Closed
Description
Code Sample, a copy-pastable example if possible
In [22]: s = """a,b,c,d,e,f,g,h,i,j
...: 2016/09/21,1,1,2,3,4,5,6,7,8"""
In [23]: pd.read_csv(StringIO(s), parse_dates=[0], usecols=['a', 'b', 'c', 'd', 'e', 'f', 'g', 'h', 'i', 'j']).info()
<class 'pandas.core.frame.DataFrame'>
RangeIndex: 1 entries, 0 to 0
Data columns (total 10 columns):
a 1 non-null datetime64[ns]
b 1 non-null int64
c 1 non-null int64
d 1 non-null int64
e 1 non-null int64
f 1 non-null int64
g 1 non-null int64
h 1 non-null int64
i 1 non-null object <- !!
j 1 non-null int64
dtypes: datetime64[ns](1), int64(8), object(1)
memory usage: 160.0+ bytes
In [24]: pd.read_csv(StringIO(s), parse_dates=[[0, 1]], usecols=['a', 'b', 'c', 'd', 'e', 'f', 'g', 'h', 'i', 'j']).info()
<class 'pandas.core.frame.DataFrame'>
RangeIndex: 1 entries, 0 to 0
Data columns (total 9 columns):
a_b 1 non-null object
c 1 non-null int64
d 1 non-null int64
e 1 non-null int64
f 1 non-null int64
g 1 non-null int64
h 1 non-null object <- !!
i 1 non-null object <- !!
j 1 non-null int64
dtypes: int64(6), object(3)
memory usage: 152.0+ bytes
Problem description
Since v0.18.1 pd.read_csv()
doesn't parse correctly, and it occurs randomly at every run. It occurs only when usecols
and parse_dates
are both used.
Expected Output
All the columns parsed as int64 and not some randomly as object.
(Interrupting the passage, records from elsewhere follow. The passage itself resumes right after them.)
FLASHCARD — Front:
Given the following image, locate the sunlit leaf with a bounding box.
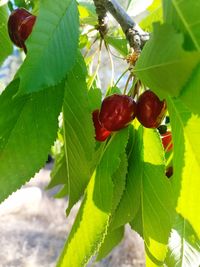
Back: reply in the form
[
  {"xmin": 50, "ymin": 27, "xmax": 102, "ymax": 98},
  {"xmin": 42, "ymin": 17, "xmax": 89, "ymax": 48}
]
[
  {"xmin": 140, "ymin": 0, "xmax": 162, "ymax": 32},
  {"xmin": 127, "ymin": 127, "xmax": 174, "ymax": 265},
  {"xmin": 165, "ymin": 214, "xmax": 200, "ymax": 267},
  {"xmin": 163, "ymin": 0, "xmax": 200, "ymax": 51},
  {"xmin": 57, "ymin": 129, "xmax": 129, "ymax": 267},
  {"xmin": 168, "ymin": 97, "xmax": 200, "ymax": 239},
  {"xmin": 134, "ymin": 23, "xmax": 200, "ymax": 97}
]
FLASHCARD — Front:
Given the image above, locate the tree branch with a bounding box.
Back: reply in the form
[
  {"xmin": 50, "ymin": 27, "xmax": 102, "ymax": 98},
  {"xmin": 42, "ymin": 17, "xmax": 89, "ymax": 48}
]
[{"xmin": 93, "ymin": 0, "xmax": 150, "ymax": 52}]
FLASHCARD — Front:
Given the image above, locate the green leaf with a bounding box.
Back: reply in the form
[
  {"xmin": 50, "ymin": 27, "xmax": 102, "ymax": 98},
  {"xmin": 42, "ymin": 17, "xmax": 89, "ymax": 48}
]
[
  {"xmin": 163, "ymin": 0, "xmax": 200, "ymax": 51},
  {"xmin": 105, "ymin": 36, "xmax": 128, "ymax": 57},
  {"xmin": 165, "ymin": 214, "xmax": 200, "ymax": 267},
  {"xmin": 127, "ymin": 126, "xmax": 174, "ymax": 265},
  {"xmin": 0, "ymin": 5, "xmax": 12, "ymax": 65},
  {"xmin": 0, "ymin": 79, "xmax": 64, "ymax": 203},
  {"xmin": 111, "ymin": 124, "xmax": 141, "ymax": 229},
  {"xmin": 96, "ymin": 152, "xmax": 128, "ymax": 261},
  {"xmin": 78, "ymin": 2, "xmax": 97, "ymax": 26},
  {"xmin": 47, "ymin": 147, "xmax": 68, "ymax": 190},
  {"xmin": 167, "ymin": 97, "xmax": 200, "ymax": 239},
  {"xmin": 112, "ymin": 151, "xmax": 128, "ymax": 212},
  {"xmin": 87, "ymin": 87, "xmax": 102, "ymax": 113},
  {"xmin": 140, "ymin": 0, "xmax": 163, "ymax": 32},
  {"xmin": 180, "ymin": 64, "xmax": 200, "ymax": 116},
  {"xmin": 57, "ymin": 128, "xmax": 129, "ymax": 267},
  {"xmin": 55, "ymin": 184, "xmax": 68, "ymax": 198},
  {"xmin": 97, "ymin": 226, "xmax": 124, "ymax": 261},
  {"xmin": 17, "ymin": 0, "xmax": 79, "ymax": 94},
  {"xmin": 63, "ymin": 53, "xmax": 95, "ymax": 213},
  {"xmin": 134, "ymin": 23, "xmax": 200, "ymax": 97}
]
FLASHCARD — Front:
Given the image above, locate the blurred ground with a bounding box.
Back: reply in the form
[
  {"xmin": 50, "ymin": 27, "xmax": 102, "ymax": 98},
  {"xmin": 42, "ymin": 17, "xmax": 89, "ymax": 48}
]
[{"xmin": 0, "ymin": 163, "xmax": 145, "ymax": 267}]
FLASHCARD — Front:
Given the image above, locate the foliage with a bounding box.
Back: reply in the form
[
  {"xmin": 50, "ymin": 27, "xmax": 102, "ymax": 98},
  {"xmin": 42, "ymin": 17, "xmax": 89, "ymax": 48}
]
[
  {"xmin": 0, "ymin": 0, "xmax": 200, "ymax": 266},
  {"xmin": 0, "ymin": 4, "xmax": 12, "ymax": 65}
]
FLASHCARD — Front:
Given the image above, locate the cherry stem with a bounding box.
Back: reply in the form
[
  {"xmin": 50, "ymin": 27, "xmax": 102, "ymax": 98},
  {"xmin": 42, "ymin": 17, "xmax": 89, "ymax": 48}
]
[
  {"xmin": 84, "ymin": 27, "xmax": 96, "ymax": 35},
  {"xmin": 104, "ymin": 41, "xmax": 125, "ymax": 60},
  {"xmin": 123, "ymin": 73, "xmax": 132, "ymax": 94},
  {"xmin": 127, "ymin": 76, "xmax": 139, "ymax": 97},
  {"xmin": 113, "ymin": 67, "xmax": 130, "ymax": 88},
  {"xmin": 164, "ymin": 139, "xmax": 173, "ymax": 153},
  {"xmin": 88, "ymin": 39, "xmax": 103, "ymax": 89},
  {"xmin": 84, "ymin": 36, "xmax": 98, "ymax": 58},
  {"xmin": 104, "ymin": 40, "xmax": 114, "ymax": 87}
]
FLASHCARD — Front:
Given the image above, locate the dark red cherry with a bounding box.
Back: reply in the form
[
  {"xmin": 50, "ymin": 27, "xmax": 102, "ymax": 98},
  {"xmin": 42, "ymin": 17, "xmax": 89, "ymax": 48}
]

Output of pd.show_versions()
INSTALLED VERSIONS
------------------
commit: None
python: 3.5.2.final.0
python-bits: 64
OS: Windows
OS-release: 10
machine: AMD64
processor: Intel64 Family 6 Model 42 Stepping 7, GenuineIntel
byteorder: little
LC_ALL: None
LANG: None
LOCALE: None.None
pandas: 0.19.1
nose: None
pip: 9.0.1
setuptools: 29.0.1.post20161201
Cython: None
numpy: 1.11.2
scipy: None
statsmodels: None
xarray: None
IPython: None
sphinx: None
patsy: None
dateutil: 2.6.0
pytz: 2016.7
blosc: None
bottleneck: None
tables: None
numexpr: None
matplotlib: None
openpyxl: None
xlrd: None
xlwt: None
xlsxwriter: None
lxml: None
bs4: None
html5lib: None
httplib2: None
apiclient: None
sqlalchemy: None
pymysql: None
psycopg2: None
jinja2: None
boto: None
pandas_datareader: None